Sleep Tracking in org-mode - 2. Plotting my sleep

Posted: 2026-01-25

Captured Column View

org-mode has a feature called captured column view. This allows me to bring the column view table into another org file.

In a file named sleep.org I have this (it's the last header in the file, because this is not the first thing I want to see when I open this file, and it can get very long as the years go on).

* Data
#+BEGIN: columnview :id "file:diary.org" :maxlevel 3 :skip-empty-rows t :match "Move>0"
#+NAME: raw-data
#+END:

Captured column view setup for importing diary data

To break down the important bits:

:id: this is a reference to the file we are using as a column view. It will use the column view defined at the top of that file, to lay out the columns here, so they don't need to be specified again.
:maxlevel:: This says only go as far as the *** level. That is where all the data we want is, so if I add a fourth level it will not bring it in here.
:match: This is a filter. The column view will bring in levels one and two as well, so by filtering on only records with a move value I will only have the rows with actual data. The decision to filter on move is arbitrary, it could be anything.

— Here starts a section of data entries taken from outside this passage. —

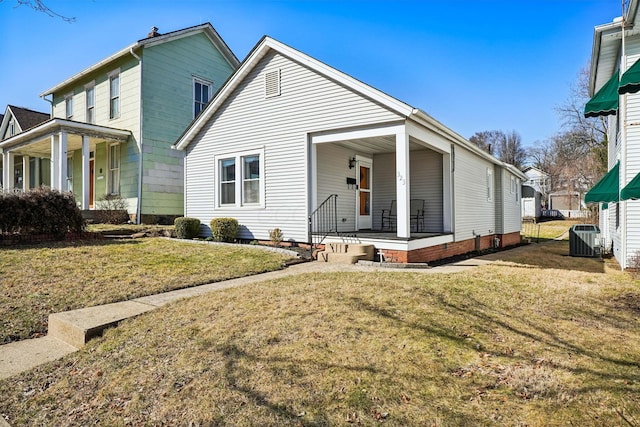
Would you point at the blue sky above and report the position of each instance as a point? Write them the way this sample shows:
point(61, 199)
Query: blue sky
point(473, 65)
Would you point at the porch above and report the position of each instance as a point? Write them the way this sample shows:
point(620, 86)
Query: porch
point(386, 183)
point(64, 155)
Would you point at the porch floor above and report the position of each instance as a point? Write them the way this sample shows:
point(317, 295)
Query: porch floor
point(383, 235)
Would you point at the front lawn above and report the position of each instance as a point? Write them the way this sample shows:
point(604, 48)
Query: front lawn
point(44, 279)
point(527, 341)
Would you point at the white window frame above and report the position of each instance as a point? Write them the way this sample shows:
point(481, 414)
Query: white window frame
point(489, 184)
point(115, 114)
point(113, 184)
point(70, 172)
point(203, 105)
point(90, 109)
point(239, 179)
point(68, 106)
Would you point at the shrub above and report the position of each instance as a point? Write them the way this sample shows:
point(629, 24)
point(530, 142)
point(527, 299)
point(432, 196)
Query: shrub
point(112, 209)
point(187, 228)
point(40, 211)
point(224, 229)
point(276, 236)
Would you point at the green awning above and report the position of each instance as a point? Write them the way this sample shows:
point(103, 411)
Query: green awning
point(630, 80)
point(606, 190)
point(632, 189)
point(605, 101)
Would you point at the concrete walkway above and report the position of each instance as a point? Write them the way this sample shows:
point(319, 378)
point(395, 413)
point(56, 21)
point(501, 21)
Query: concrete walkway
point(70, 330)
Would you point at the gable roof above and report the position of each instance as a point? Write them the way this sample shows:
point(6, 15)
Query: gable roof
point(205, 28)
point(25, 118)
point(267, 44)
point(607, 44)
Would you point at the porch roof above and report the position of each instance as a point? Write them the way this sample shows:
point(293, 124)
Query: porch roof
point(36, 140)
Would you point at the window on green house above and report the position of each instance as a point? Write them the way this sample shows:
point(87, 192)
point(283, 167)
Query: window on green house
point(114, 169)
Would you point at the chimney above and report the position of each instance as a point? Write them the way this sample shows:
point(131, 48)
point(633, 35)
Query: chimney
point(154, 32)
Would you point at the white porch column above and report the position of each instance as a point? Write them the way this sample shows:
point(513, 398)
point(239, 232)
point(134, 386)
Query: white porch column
point(85, 172)
point(55, 161)
point(8, 159)
point(63, 162)
point(26, 175)
point(403, 187)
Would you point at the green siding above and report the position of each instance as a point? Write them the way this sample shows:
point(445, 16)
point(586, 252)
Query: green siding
point(168, 72)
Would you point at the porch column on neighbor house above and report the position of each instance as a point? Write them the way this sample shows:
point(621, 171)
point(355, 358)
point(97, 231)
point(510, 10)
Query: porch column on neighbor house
point(8, 159)
point(403, 186)
point(26, 174)
point(85, 172)
point(55, 163)
point(62, 158)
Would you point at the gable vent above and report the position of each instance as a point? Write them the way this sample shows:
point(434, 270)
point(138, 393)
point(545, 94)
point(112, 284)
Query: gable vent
point(272, 83)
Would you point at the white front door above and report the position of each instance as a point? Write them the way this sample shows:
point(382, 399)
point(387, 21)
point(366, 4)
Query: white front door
point(363, 193)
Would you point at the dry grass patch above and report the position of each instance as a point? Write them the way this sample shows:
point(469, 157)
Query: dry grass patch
point(39, 280)
point(505, 344)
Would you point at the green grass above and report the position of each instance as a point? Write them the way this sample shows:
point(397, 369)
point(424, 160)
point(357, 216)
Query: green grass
point(528, 340)
point(39, 280)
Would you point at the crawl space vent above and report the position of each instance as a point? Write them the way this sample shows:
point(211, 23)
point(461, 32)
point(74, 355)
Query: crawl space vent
point(272, 83)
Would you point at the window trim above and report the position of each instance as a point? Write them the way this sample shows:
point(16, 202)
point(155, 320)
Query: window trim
point(111, 190)
point(68, 106)
point(203, 82)
point(239, 179)
point(91, 86)
point(489, 185)
point(112, 75)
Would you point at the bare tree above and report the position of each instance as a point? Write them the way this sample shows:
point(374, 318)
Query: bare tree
point(505, 146)
point(39, 6)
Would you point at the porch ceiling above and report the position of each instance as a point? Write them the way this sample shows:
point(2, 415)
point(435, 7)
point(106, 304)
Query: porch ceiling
point(377, 144)
point(37, 141)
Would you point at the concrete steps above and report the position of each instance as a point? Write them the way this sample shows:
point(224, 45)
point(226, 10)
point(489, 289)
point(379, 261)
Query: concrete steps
point(346, 253)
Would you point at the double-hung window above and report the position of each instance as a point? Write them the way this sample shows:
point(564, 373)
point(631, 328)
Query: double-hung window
point(68, 106)
point(201, 95)
point(114, 95)
point(241, 179)
point(114, 169)
point(90, 92)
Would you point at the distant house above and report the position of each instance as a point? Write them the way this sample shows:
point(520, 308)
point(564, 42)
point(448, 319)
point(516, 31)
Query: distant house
point(538, 179)
point(112, 124)
point(615, 88)
point(16, 120)
point(290, 141)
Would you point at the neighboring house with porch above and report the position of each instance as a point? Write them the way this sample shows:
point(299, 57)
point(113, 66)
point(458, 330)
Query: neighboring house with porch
point(112, 124)
point(16, 120)
point(615, 85)
point(289, 139)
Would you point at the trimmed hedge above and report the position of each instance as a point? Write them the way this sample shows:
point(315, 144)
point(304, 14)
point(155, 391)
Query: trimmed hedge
point(187, 228)
point(40, 211)
point(224, 229)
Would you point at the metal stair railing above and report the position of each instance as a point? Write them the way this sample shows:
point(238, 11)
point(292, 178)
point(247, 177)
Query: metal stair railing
point(324, 220)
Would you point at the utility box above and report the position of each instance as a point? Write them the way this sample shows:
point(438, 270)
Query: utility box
point(584, 240)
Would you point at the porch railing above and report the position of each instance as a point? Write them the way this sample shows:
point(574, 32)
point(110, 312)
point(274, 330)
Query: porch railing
point(324, 220)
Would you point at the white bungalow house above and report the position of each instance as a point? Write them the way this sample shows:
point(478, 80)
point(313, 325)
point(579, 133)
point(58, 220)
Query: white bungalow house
point(293, 143)
point(615, 85)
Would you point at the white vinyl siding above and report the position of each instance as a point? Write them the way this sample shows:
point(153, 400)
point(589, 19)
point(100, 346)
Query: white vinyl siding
point(309, 103)
point(473, 212)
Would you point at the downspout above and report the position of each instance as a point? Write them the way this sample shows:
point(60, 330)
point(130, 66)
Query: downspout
point(140, 142)
point(623, 151)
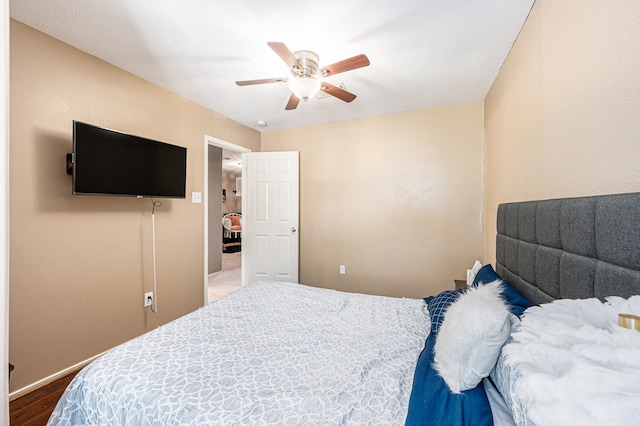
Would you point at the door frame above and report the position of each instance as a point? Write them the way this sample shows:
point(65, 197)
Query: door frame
point(211, 141)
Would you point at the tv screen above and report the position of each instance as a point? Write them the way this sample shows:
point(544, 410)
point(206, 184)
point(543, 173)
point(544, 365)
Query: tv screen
point(108, 162)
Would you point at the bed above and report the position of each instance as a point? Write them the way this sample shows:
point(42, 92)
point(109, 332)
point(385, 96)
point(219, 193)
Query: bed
point(286, 353)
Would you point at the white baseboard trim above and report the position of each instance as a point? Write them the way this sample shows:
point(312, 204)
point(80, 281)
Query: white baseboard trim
point(43, 382)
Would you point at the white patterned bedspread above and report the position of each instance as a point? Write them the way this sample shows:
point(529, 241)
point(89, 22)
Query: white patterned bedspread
point(269, 353)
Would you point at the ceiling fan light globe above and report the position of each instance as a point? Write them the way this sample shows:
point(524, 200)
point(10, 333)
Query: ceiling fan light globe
point(304, 87)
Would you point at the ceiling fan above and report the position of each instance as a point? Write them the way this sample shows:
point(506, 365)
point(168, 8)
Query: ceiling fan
point(306, 74)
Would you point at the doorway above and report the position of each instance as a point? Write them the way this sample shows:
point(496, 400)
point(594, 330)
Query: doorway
point(216, 150)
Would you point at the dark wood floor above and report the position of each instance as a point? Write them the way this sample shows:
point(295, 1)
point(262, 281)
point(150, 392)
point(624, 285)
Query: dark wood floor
point(34, 408)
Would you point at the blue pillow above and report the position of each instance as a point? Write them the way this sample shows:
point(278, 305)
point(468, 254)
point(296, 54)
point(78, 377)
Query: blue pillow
point(517, 302)
point(431, 401)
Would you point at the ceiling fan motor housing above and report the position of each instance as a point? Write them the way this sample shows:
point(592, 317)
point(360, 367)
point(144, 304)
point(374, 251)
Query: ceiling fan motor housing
point(307, 66)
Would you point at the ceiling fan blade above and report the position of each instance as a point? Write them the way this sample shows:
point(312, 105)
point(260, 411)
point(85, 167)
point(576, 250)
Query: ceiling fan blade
point(283, 51)
point(293, 102)
point(358, 61)
point(261, 81)
point(337, 92)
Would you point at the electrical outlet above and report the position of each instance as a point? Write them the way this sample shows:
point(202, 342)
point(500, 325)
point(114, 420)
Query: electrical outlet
point(148, 299)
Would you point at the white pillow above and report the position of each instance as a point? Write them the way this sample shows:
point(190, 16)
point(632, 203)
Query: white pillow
point(475, 328)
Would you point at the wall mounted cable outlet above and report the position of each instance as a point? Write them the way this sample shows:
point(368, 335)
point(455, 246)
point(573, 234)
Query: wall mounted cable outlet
point(148, 299)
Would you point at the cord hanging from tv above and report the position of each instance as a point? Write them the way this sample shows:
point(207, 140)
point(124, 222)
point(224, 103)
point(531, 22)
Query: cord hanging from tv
point(109, 162)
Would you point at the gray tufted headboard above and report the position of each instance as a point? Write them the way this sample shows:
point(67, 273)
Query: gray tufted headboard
point(571, 248)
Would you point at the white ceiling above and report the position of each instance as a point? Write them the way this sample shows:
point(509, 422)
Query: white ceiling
point(423, 53)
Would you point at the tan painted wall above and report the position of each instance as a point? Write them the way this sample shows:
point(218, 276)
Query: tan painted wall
point(234, 202)
point(396, 199)
point(563, 117)
point(80, 265)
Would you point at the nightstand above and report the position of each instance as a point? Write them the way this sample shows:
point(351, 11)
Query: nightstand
point(460, 284)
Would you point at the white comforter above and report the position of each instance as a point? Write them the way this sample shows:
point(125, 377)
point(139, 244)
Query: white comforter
point(270, 353)
point(575, 365)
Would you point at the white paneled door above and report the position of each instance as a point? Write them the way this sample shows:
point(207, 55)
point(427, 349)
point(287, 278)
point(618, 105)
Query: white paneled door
point(270, 216)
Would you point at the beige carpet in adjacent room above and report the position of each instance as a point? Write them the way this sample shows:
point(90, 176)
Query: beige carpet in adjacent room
point(228, 280)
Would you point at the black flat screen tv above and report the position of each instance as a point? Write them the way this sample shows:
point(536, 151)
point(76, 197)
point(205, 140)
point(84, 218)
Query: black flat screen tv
point(108, 162)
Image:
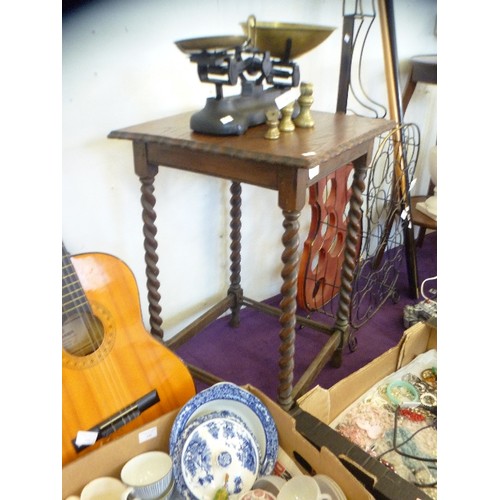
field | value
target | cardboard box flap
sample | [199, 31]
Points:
[419, 338]
[379, 480]
[326, 404]
[305, 454]
[107, 460]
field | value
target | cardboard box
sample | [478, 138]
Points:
[109, 459]
[320, 406]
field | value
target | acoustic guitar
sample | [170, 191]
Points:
[115, 375]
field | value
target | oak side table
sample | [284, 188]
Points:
[288, 165]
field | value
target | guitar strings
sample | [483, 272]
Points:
[76, 305]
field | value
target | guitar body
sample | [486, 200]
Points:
[124, 365]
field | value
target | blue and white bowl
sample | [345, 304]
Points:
[220, 452]
[176, 452]
[226, 396]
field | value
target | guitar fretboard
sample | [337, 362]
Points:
[74, 300]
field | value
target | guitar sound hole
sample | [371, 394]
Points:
[82, 334]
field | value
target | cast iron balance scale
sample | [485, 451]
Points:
[261, 60]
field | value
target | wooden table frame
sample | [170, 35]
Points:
[288, 165]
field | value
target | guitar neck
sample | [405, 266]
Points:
[74, 300]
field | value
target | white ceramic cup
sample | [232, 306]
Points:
[257, 494]
[270, 483]
[302, 487]
[103, 488]
[147, 475]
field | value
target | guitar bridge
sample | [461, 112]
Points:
[119, 419]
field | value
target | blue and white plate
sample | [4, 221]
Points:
[219, 453]
[230, 397]
[176, 453]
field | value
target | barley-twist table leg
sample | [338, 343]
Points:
[288, 305]
[350, 255]
[235, 257]
[151, 257]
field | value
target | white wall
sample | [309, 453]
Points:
[121, 67]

Pressing C-c C-c on the #+BEGIN: line will load the table from diary.org. This must be done manually, unlike code blocks which update automatically.

Data cleaning

I have a code block that "cleans" the data.
This does a few things, and will be expanded as I want to plot more data points:

Extracts the year from the date.
Extracts the location from the tags.
Converts hours from HH:mm to a decimal.

I am using R ¹ for this. \\

What I like about R is that it references table columns by name. That means, when I add another column (e.g., when I added Year), I don't need to update the column indexes on all the other code blocks.

#+NAME: clean-data
#+begin_src R :var data=raw-data :results value table :colnames yes :exports none
library(tidyverse)
decTime <- function(x) {
  hour <- as.numeric(str_extract(x, "\\d+"))
  min <- as.numeric(str_extract(x, "\\d+$"))
  total <- hour + (min / 60)
  round(total, 2)
}

location <- function(x) {
  if (length(x) > 1) {
    return(sapply(x, location))
  }

  locations <- c("@sochi", "@alberton", "@clarens", "@moscow", "@kruger", "@nizhny", "@air")
  names <- c("Sochi", "Alberton", "Clarens", "Moscow", "Kruger", "Nizhny", "Air")
  idx <- which(sapply(locations, function(pattern) grepl(pattern, x)))
  if (length(idx) > 0) names[idx] else "Unknown"
}

data %>%
  mutate(Hours = decTime(Sleep)) %>%
  mutate(Year = substr(Date, 2, 5)) %>%
  mutate(Location = location(TAGS)) %>%
  filter(Hours > 0) %>%
  select(Year, Date, Location, Caff, Hours)
#+end_src

Data cleaning function in R for sleep analysis

The name above this block is important, because it allows the results of this block to be used as a table in another block.

Visualization

I have a few more R code blocks that export charts. Here are a few of them.

Histogram

This is a quick visualization of how many nights I slept for various hour ranges.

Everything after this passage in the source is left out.